Il lui pressa la main et se perdit dans la foule. Aussitôt la pelisse retomba des épaules glacées de la jeune fille. Par instants elle sentait un frisson mortel la secouer de la tête aux pieds, une sorte de chatouillement étrange lui serrer la poitrine; elle ouvrit la bouche pour respirer, et l'air glacé entra largement dans ses poumons.

--C'est cela, se dit-elle avec une joie funèbre en sentant la fièvre la parcourir tout entière. C'est la mort clémente qui vient me délivrer.

--Les voici! cria madame Karzof en se précipitant vers la porte. Suis-moi, Nina!

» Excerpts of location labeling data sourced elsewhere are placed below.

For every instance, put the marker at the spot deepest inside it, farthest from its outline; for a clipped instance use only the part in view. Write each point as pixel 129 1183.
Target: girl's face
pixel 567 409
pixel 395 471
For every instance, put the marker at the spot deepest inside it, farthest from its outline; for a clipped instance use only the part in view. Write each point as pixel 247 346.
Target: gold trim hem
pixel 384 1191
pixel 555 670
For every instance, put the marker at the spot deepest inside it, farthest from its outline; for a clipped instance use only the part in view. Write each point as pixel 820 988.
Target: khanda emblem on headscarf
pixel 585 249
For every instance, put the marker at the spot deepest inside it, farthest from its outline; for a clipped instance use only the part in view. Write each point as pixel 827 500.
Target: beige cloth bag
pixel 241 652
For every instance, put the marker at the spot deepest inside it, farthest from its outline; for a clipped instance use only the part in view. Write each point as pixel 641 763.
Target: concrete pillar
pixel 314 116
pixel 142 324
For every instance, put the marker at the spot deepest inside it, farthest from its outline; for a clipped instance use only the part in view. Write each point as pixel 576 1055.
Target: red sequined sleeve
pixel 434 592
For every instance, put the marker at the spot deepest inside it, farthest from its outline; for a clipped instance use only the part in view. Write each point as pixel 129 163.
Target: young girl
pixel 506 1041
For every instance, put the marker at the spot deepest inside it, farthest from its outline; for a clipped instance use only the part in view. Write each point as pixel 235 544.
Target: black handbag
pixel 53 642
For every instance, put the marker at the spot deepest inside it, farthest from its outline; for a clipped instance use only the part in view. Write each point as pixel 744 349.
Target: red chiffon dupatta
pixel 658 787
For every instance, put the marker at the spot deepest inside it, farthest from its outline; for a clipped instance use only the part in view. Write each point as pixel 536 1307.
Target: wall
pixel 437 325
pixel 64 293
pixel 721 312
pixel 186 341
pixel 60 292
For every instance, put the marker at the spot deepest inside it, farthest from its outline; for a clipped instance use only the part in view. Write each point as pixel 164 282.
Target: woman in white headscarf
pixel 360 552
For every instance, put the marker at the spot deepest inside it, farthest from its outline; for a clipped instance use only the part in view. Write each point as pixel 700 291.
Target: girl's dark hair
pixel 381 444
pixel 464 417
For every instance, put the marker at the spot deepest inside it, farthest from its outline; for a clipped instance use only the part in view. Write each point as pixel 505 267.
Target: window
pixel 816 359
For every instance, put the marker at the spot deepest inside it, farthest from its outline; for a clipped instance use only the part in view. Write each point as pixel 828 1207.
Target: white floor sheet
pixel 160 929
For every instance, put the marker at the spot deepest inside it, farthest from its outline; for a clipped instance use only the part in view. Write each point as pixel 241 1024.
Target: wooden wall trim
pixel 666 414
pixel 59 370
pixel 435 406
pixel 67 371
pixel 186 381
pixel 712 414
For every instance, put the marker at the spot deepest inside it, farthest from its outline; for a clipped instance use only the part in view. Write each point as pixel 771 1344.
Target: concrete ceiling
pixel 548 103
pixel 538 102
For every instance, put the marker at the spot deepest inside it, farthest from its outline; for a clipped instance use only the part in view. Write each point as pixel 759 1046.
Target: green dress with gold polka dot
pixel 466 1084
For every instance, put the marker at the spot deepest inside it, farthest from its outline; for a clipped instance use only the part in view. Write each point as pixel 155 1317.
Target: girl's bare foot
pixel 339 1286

Il s'écoula encore quelques minutes avant qu'ils fussent casés dans leur voiture. Ils partirent enfin. Antonine se retira sur-le-champ dans sa chambre, prétextant la fatigue, et trouva sa Niania qui l'attendait.

--J'ai vu ton ami, dit-elle; il a été bien heureux; il est allé au Cirque...

--Je le sais, je l'ai vu, répondit Antonine.

--Quelle voix singulière tu as! dit la Niania effrayée. Comme tu es rouge! est-ce que tu n'as pas pris froid?

--Moi! quelle idée! Va me chercher du thé.

La Niania revint avec une tasse de thé bouillant que la jeune fille but d'un trait.